Kepala Dinas Tenaga Kerja dan Transmigrasi Provinsi NTB, I Gede Putu Aryadi, S.Sos., M.H., saat membuka kegiatan tersebut menyampaikan bahwa penempatan kerja di Jepang memiliki regulasi yang sangat ketat dan berbeda karena tidak ada penempatan perusahaan ke perusahaan atau private to private (P to P). Penempatan ke Jepang hanya ada melalui jalur G to G (Government to Government), atau penempatan mandiri di mana perusahaan Jepang membuka kesempatan kerja dan pencari kerja melamar langsung.

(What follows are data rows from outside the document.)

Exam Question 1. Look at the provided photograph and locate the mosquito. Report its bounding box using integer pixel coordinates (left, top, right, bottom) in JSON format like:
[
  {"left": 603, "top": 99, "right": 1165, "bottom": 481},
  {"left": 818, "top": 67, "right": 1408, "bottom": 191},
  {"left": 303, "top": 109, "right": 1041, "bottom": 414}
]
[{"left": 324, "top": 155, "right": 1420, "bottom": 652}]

Aryadi mengungkapkan bahwa Disnakertrans Provinsi NTB saat ini juga sedang menyelenggarakan Pelatihan Daerah (Pelatda) bagi peserta magang Jepang, sebuah program kerja sama antara Kementerian Ketenagakerjaan Republik Indonesia dan IM Japan yang digelar oleh Disnakertrans NTB serta DPD Ikapeksi NTB. Pada bulan September lalu, pihaknya juga telah melakukan seleksi kedua untuk tahun 2024 ini.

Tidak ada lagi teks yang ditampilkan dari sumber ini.